Consider this Marine Mammal Inventory Report data set from the National Oceanic and Atmospheric Administration.
It has the location of every Beluga and Orca whale in the United States since the ’70s.
Currently, the data frame is in the environment and has 494 rows.
This view shows the first six rows.
Each animal is represented by a NOAA.ID (because some do not have names) and might show up multiple times in the data frame.
For example, the Beluga Whale Blanchon is NOA0000719 and has been at three facilities but his latest Status shows him as “DEAD”.
Please create a data frame of Orca whales only from the bo data frame.
We’ll name the new data frame orcas.
# Add to the line below
orcas <- bo %>%
unique(orcas$Species)
orcas <- bo %>% filter(Species=="Killer Whale; Orca")
unique(orcas$Species)
Hint: Delete the commented line out before submitting.

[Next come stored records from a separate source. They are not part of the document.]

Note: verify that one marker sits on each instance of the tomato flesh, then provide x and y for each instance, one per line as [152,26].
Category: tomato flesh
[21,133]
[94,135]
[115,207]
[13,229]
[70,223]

Drop the column/variable Species since there’s only one variable in it now.
# Add to the line below
orcas2 <- orcas
colnames(orcas2)
orcas2 <- select(orcas, -Species)
colnames(orcas2)
Sort the orcas data frame based on the Facility column in alphabetical order.
# Add to the line below
orcas3 <- orcas2
head(orcas3)
orcas3 <- orcas2 %>% arrange(Facility)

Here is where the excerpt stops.